Attaching eBPF to TC started first with the most aggressive goal: we planned to re-implement the entire features of OVS kernel datapath under net/openvswitch/* into eBPF code. We worked around a couple of limitations, for example, the lack of TLV support led us to redefine a binary kernel-user API using a fixed-length array; and without a dedicated way to execute a packet, we created a dedicated device for user to kernel packet transmission, with a different BPF program attached to handle packet execute logic. Currently, we are working on connection tracking. Although a simple eBPF map can achieve basic operations of conntrack table lookup and commit, how to handle NAT, (de)fragmentation, and ALG are still under discussion.

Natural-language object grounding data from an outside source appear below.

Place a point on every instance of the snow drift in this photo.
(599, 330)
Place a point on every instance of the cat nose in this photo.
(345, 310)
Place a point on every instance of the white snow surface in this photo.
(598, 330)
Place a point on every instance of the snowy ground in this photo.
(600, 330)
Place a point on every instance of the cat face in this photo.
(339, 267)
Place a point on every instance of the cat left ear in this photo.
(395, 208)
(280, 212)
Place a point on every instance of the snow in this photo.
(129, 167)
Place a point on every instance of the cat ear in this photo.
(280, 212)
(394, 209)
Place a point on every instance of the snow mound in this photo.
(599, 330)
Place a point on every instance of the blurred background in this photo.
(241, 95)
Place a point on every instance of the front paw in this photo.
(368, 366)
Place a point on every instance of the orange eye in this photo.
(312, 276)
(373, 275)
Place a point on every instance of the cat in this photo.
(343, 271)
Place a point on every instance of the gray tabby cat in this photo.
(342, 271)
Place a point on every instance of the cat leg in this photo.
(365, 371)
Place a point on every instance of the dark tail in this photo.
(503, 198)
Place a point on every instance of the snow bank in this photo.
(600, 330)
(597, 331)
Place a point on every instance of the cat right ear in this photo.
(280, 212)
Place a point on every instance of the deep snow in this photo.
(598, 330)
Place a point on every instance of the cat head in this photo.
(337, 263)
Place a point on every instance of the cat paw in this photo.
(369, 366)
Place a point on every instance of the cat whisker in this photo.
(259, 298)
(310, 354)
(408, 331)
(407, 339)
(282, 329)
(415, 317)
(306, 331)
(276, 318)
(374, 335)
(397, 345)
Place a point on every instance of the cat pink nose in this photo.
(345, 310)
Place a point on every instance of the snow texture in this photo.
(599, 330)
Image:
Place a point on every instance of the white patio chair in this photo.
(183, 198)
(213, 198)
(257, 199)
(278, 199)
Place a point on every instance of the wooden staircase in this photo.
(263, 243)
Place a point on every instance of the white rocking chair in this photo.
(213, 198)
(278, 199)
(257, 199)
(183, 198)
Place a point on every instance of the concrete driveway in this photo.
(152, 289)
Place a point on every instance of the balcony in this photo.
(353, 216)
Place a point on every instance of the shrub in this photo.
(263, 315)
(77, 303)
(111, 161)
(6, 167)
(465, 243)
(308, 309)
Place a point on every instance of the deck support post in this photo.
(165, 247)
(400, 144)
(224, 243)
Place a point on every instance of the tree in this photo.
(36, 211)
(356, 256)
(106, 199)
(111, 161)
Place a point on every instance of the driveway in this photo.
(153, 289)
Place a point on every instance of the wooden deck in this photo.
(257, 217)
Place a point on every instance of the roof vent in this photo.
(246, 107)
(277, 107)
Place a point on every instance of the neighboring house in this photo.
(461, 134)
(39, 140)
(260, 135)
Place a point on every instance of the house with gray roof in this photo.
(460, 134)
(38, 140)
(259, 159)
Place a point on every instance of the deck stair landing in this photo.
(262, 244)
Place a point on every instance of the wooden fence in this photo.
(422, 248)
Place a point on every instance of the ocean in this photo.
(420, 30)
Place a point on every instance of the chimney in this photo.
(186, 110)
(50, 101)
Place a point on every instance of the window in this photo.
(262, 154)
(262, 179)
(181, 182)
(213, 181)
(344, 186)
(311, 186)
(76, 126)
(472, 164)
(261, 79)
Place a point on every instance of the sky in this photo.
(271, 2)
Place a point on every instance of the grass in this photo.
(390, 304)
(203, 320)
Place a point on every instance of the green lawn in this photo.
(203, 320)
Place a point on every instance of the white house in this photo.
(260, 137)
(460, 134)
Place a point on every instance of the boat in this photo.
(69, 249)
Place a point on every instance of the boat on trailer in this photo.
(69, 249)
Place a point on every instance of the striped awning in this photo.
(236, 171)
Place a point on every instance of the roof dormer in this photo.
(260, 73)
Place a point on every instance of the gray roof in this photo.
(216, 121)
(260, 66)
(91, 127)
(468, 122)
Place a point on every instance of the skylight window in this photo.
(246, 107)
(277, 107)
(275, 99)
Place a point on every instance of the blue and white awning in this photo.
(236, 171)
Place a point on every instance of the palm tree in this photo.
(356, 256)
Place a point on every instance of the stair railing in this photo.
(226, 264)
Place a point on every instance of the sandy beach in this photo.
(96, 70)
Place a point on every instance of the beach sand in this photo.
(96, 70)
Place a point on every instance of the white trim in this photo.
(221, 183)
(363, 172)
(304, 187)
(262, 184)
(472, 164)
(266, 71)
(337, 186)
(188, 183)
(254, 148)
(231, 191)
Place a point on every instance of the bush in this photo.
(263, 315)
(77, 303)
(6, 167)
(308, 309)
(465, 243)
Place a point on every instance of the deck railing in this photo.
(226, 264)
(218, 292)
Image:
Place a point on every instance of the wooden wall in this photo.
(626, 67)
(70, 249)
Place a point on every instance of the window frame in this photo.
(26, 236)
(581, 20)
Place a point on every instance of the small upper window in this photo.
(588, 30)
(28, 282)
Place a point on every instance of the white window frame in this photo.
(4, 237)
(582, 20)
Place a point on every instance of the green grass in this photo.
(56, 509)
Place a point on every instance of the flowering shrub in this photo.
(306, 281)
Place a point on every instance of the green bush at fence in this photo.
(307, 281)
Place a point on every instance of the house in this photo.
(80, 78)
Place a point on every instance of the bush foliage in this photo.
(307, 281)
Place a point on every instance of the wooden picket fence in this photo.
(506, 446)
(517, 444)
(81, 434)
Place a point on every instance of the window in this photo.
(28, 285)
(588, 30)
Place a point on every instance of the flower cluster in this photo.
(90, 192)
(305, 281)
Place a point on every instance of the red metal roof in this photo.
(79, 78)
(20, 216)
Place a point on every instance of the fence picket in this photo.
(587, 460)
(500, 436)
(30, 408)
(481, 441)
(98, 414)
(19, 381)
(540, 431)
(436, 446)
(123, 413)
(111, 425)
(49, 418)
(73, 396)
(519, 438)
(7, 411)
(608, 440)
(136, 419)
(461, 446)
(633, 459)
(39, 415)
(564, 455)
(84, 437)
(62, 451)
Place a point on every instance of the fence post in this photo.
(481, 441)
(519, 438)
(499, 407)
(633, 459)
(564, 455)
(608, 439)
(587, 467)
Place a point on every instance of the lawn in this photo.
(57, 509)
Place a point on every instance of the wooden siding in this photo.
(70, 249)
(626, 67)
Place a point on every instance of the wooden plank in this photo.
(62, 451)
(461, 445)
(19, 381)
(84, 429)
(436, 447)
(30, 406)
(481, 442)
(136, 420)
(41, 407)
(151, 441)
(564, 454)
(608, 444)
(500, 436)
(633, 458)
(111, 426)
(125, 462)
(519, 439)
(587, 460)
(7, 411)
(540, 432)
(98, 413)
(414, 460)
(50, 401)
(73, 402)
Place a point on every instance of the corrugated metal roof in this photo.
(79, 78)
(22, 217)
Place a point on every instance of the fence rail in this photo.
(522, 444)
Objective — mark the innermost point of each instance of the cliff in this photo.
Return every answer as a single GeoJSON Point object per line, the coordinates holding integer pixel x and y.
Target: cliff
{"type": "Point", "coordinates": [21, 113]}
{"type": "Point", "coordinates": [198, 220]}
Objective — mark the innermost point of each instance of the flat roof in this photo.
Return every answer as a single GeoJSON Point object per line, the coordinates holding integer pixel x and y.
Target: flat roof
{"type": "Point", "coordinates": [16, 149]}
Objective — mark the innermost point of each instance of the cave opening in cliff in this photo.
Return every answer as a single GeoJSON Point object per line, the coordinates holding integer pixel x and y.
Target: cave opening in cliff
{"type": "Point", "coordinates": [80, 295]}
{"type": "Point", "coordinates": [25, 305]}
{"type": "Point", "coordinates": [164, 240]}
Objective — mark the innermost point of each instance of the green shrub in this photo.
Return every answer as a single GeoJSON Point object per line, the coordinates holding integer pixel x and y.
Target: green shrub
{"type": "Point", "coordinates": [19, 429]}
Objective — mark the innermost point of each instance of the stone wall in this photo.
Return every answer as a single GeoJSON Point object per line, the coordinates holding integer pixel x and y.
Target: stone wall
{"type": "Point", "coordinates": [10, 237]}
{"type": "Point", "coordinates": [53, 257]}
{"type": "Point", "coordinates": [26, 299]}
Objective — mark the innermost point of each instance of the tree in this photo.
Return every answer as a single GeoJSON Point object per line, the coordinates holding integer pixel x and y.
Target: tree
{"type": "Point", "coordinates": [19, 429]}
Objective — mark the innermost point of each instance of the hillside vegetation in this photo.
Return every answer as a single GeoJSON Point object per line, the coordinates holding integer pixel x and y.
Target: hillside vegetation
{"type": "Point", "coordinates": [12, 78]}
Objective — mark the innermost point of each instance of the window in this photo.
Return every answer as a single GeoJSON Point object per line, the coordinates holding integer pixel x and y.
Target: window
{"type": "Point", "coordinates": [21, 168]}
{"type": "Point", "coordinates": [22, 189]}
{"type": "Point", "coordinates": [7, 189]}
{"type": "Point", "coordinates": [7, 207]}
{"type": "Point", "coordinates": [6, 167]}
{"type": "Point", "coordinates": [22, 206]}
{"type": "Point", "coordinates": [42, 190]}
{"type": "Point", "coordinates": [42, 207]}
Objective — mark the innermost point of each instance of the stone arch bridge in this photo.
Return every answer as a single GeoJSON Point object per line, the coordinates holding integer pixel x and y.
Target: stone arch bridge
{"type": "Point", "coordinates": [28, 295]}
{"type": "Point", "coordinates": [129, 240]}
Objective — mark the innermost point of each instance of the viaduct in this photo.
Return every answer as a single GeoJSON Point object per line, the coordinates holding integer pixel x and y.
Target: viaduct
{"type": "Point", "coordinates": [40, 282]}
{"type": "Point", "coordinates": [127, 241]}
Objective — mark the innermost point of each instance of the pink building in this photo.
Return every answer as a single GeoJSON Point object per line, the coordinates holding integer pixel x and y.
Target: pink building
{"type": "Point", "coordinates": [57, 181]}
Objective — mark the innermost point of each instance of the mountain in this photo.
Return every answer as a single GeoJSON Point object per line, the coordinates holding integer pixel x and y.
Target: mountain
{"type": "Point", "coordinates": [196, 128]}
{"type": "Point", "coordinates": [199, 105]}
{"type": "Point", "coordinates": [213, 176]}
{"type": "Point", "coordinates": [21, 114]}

Moving one layer below TC is called XDP (eXpress Data Path), a much faster layer for packet processing, but with almost no extra packet metadata and limited BPF helpers support. Depending on the complexity of flows, OVS can offload a subset of its flow processing to XDP when feasible. However, the fact that XDP has fewer helper function support implies that either 1) only very limited number of flows are eligible for offload, or 2) more flow processing logic needed to be done in native eBPF.

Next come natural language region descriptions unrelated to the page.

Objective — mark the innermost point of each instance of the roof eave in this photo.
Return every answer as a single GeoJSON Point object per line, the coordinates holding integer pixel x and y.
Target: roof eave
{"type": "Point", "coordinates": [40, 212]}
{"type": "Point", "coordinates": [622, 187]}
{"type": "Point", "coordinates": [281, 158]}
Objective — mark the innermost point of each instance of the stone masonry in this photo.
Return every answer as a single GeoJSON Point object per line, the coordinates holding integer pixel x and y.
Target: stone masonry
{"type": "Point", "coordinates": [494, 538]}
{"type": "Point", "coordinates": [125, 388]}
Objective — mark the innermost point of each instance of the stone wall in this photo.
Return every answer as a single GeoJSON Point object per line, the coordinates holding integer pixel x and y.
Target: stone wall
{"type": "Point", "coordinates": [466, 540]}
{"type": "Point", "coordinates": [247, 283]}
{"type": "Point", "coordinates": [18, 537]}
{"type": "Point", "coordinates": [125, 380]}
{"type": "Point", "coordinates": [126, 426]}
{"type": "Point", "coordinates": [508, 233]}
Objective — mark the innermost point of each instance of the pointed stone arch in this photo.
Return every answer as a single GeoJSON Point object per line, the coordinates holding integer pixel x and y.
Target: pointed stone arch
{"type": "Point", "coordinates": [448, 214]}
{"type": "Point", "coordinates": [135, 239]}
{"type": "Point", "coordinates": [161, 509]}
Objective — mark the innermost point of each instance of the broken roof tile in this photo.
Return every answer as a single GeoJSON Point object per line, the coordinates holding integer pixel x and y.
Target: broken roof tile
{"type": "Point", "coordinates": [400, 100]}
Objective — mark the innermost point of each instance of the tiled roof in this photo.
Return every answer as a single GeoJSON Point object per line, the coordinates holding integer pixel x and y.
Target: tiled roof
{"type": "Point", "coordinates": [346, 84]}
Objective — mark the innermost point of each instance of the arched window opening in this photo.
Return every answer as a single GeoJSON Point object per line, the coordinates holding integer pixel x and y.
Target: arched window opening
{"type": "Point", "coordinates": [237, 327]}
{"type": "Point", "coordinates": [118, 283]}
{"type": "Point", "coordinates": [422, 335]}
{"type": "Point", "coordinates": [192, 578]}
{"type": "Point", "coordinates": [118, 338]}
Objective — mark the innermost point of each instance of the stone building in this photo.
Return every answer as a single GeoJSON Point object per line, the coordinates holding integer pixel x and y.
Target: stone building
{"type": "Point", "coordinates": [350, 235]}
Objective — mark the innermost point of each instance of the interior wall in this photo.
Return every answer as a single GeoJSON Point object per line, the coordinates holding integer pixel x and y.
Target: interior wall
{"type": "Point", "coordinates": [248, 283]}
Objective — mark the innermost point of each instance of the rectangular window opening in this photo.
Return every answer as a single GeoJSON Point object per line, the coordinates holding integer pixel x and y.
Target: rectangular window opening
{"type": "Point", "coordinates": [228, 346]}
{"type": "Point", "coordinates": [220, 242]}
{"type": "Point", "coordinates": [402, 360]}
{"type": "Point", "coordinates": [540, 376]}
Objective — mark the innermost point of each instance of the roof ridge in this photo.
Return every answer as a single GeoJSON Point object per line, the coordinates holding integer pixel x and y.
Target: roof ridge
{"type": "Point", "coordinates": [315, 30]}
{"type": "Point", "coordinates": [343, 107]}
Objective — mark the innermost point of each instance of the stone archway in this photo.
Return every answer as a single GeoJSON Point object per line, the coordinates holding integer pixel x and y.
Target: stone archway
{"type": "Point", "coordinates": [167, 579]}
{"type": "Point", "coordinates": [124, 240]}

AF_XDP represents another form of XDP, with a socket interface for control plane and a shared memory API for accessing packets from userspace applications. OVS today has another full-fledged datapath implementation in userspace, called dpif-netdev, used by DPDK community. By treating the AF_XDP as a fast packet-I/O channel, the OVS dpif-netdev can satisfy almost all existing features. We are working on building the prototype and evaluating its performance.